Jason uśmiechnął się sam do siebie i wrócił tanecznym krokiem do domu.
***
- Słuchaj, Jase to tylko mój przyjaciel, to wszystko. - tłumaczyła Shanell swojej przyjaciółce, kiedy siedziała w jej pokoju.
- Jase? - Megan spojrzała na nią z tajemniczym uśmiechem.
- Lubię tak do niego mówić, a jemu to nie przeszkadza.
- Od takich zdrobnień się zaczyna...
- Niby co? - zdziwiła się Shan.
- Nie widziałaś, jak on na ciebie patrzy? On cię wzrokiem rozbiera. Podobasz mu się.
- Wydaje ci się. A nawet jeśli mu się podobam, to i tak wie, że nie ma na co liczyć.
- Niby dlaczego? - Megan zmarszczyła brwi.
- Bo mam Sebastiana! - krzyknęła Shanell i wypiła do końca wino ze swojej lampki. - Jest jeszcze?
- Tak, tam stoi. - wskazała ruchem głowy biurko, na którym stała butelka z alkoholem. - Dlaczego jesteś z Sebastianem?
- Jak to dlaczego? Kocham go.
- Nie pamiętam, kiedy ostatnio was razem widziałam.
- Spotkałam się z nim wczoraj wieczorem i spędziliśmy miłą noc...
- Sebastian wie o twoich spotkaniach z Jasonem?
- Tak.
- Nie przeszkadza mu to?
- Trochę...
- Trochę?
- Jest trochę zazdrosny, ale wie, że Jase to tylko kolega, nic więcej. - Shan wzruszyła ramionami i nalała wina do kieliszka.

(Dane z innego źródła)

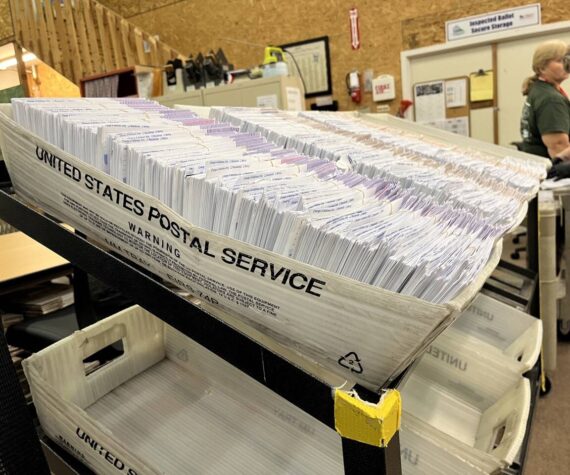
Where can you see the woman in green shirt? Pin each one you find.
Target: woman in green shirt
(545, 121)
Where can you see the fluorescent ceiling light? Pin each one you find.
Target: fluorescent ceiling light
(8, 63)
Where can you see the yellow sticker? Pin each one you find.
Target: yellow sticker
(373, 424)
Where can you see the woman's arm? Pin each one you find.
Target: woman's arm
(558, 145)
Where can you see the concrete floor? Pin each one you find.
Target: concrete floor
(549, 444)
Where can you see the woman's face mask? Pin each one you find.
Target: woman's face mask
(566, 63)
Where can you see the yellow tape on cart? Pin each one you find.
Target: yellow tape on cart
(373, 424)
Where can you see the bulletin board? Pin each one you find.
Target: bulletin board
(444, 103)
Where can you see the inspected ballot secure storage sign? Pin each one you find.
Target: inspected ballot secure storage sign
(518, 17)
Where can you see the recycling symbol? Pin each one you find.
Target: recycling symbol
(351, 361)
(182, 355)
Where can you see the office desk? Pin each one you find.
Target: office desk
(25, 262)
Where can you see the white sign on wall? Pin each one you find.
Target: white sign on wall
(383, 88)
(510, 19)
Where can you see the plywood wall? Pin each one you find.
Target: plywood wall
(243, 27)
(49, 83)
(6, 30)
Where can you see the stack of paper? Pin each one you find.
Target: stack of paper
(479, 183)
(384, 209)
(45, 299)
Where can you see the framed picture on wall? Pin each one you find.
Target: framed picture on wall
(311, 59)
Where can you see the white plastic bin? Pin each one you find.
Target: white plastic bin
(169, 406)
(464, 411)
(498, 328)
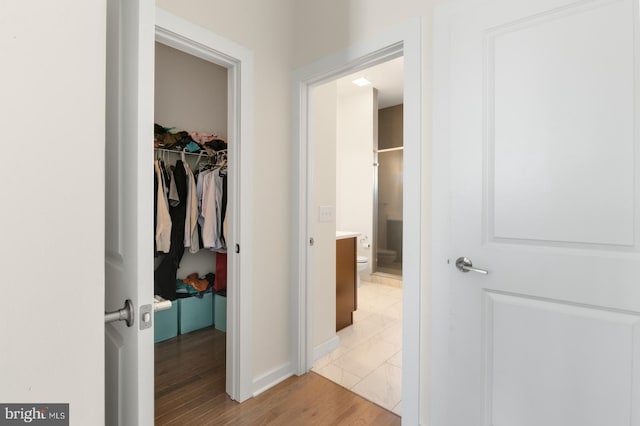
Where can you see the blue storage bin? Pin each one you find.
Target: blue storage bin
(195, 313)
(220, 312)
(165, 324)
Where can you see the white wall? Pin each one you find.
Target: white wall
(357, 130)
(322, 131)
(52, 182)
(265, 28)
(190, 93)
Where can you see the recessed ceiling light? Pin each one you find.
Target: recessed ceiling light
(361, 81)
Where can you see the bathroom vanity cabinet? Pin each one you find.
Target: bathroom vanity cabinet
(346, 281)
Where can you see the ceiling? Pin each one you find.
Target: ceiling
(386, 77)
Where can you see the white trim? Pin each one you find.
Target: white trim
(326, 348)
(404, 40)
(183, 35)
(272, 378)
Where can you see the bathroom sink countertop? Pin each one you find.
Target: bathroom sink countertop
(346, 234)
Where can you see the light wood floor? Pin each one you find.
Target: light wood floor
(190, 382)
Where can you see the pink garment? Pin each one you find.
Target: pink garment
(202, 138)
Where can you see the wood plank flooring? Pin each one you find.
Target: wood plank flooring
(190, 390)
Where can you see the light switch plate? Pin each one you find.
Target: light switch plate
(326, 214)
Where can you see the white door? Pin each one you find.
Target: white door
(537, 181)
(129, 210)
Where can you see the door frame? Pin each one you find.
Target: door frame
(404, 40)
(189, 38)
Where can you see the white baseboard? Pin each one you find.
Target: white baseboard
(272, 378)
(326, 347)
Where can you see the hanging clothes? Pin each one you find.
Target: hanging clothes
(191, 234)
(211, 191)
(165, 274)
(163, 218)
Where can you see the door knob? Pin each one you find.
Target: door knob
(465, 265)
(127, 314)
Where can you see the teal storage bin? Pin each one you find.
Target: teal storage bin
(195, 313)
(165, 324)
(220, 312)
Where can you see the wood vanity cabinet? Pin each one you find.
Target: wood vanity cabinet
(346, 282)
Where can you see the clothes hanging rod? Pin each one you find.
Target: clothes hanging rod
(199, 153)
(398, 148)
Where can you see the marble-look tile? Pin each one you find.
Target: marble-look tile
(383, 386)
(359, 332)
(398, 409)
(340, 376)
(369, 359)
(396, 359)
(329, 358)
(393, 334)
(366, 357)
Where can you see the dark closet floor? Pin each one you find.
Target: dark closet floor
(190, 390)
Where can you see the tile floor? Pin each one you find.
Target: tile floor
(369, 358)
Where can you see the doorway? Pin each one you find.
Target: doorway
(405, 41)
(367, 359)
(175, 33)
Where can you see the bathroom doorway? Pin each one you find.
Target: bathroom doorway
(366, 356)
(388, 194)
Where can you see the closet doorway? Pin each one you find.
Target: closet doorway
(203, 84)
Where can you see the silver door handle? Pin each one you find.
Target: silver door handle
(465, 265)
(160, 304)
(127, 313)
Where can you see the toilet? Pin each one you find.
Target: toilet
(386, 256)
(362, 265)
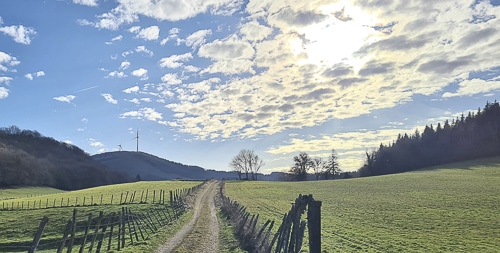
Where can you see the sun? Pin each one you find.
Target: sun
(337, 38)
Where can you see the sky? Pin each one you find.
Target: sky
(199, 80)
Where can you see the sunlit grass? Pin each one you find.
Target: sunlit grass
(444, 209)
(19, 226)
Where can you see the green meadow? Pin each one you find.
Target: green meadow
(19, 226)
(453, 208)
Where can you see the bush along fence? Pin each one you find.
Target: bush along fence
(113, 231)
(257, 238)
(145, 197)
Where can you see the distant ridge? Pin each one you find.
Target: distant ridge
(148, 167)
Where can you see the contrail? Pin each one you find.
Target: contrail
(89, 88)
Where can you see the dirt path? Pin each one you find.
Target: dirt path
(201, 234)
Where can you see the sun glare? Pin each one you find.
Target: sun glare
(336, 38)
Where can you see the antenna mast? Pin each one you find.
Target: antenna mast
(137, 140)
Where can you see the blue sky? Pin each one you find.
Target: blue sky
(201, 80)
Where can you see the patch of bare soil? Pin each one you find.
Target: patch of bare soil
(201, 234)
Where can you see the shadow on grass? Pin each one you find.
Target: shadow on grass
(467, 165)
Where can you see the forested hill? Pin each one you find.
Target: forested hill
(29, 159)
(468, 137)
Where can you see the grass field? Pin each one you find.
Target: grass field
(452, 208)
(19, 226)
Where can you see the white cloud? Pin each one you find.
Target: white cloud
(117, 38)
(119, 74)
(230, 67)
(135, 101)
(133, 89)
(124, 65)
(227, 50)
(109, 98)
(143, 113)
(179, 10)
(149, 33)
(254, 31)
(86, 2)
(4, 92)
(171, 78)
(30, 76)
(141, 73)
(315, 61)
(5, 79)
(143, 49)
(95, 143)
(7, 61)
(66, 99)
(175, 61)
(134, 29)
(19, 33)
(473, 87)
(197, 38)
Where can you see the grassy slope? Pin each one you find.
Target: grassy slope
(20, 226)
(444, 209)
(14, 193)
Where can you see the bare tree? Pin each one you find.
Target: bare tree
(303, 163)
(332, 166)
(319, 167)
(248, 163)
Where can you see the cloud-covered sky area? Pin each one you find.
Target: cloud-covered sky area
(201, 80)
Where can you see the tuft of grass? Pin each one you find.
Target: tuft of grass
(442, 209)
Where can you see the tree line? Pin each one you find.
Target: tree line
(247, 165)
(27, 158)
(476, 135)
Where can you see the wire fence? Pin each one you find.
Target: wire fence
(155, 196)
(255, 237)
(97, 232)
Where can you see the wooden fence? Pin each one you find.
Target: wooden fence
(146, 197)
(113, 231)
(257, 238)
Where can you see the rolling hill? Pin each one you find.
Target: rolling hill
(28, 158)
(149, 167)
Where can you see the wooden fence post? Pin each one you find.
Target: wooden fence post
(38, 235)
(314, 226)
(73, 231)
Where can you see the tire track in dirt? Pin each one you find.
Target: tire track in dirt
(208, 242)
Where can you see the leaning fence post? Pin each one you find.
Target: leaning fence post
(314, 226)
(38, 235)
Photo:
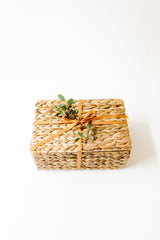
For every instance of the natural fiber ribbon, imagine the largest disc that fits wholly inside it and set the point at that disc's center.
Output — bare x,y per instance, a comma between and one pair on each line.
72,123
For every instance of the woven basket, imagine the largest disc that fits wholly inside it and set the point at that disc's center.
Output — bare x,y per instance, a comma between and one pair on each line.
109,149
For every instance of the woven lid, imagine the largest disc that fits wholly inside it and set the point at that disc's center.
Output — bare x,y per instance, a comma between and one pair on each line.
113,137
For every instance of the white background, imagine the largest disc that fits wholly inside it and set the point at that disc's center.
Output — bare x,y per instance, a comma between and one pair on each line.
81,49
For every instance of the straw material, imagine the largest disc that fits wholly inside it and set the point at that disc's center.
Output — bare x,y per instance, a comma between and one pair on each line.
110,148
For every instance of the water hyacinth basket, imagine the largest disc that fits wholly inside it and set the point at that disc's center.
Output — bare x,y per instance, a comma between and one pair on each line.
110,148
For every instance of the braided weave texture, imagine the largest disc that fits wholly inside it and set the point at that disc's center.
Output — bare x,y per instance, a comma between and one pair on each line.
110,148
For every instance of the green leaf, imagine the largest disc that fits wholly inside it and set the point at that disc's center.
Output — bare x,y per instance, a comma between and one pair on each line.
63,106
70,101
80,134
90,132
61,97
59,114
89,124
91,137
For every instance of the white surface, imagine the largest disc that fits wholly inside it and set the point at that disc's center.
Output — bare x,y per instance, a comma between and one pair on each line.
82,49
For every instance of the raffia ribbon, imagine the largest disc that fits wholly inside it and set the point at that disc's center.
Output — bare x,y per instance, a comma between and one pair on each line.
72,123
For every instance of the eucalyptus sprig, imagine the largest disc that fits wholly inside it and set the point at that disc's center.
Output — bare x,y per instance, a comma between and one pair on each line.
87,128
65,110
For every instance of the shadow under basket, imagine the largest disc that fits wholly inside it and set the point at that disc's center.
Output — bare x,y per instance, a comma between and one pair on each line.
110,148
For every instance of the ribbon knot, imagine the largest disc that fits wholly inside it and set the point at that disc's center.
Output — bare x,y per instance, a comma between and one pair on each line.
90,116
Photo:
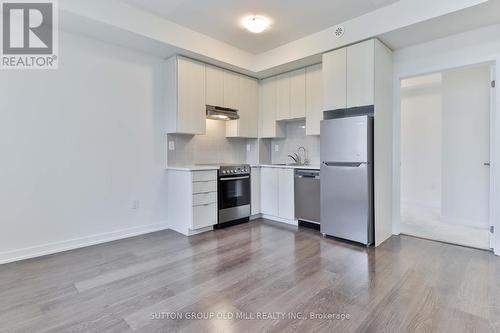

- Wiesz co, jesteś jak pies ogrodnika. Sama nie weźmiesz, ale drugiemu też nie dasz.
- O co ci chodzi?
- Sebastian mi się podoba odkąd go poznałam, ale oczywiście ty od początku go blokujesz! Bierzesz się za Jasona, ale w dalszym ciągu jesteś z Sebastianem! Nie możesz go w końcu zostawić?! - wykrzyczała Megan.
- Posłuchaj mnie kurwa. Sebastian jest mój, kocham go i nie mam zamiaru się nim z kimś dzielić, a już tym bardziej nie z tobą. Jason jest moim kolegą i nikim więcej nie będzie!
- Wszyscy wiedzą jaka jesteś łatwa. Wykręcasz się tym, że pomagasz mu się uczyć, a w rzeczywistości pieprzy cię w łóżku, w którym śpisz z Sebastianem!
- Ty suko... - powiedziała Shanell ze łzami w oczach.
- Wyjdź stąd. Nie mam ochoty na ciebie patrzeć.
Shan bez słowa wzięła swoją torebkę i wyszła, trzaskając drzwiami.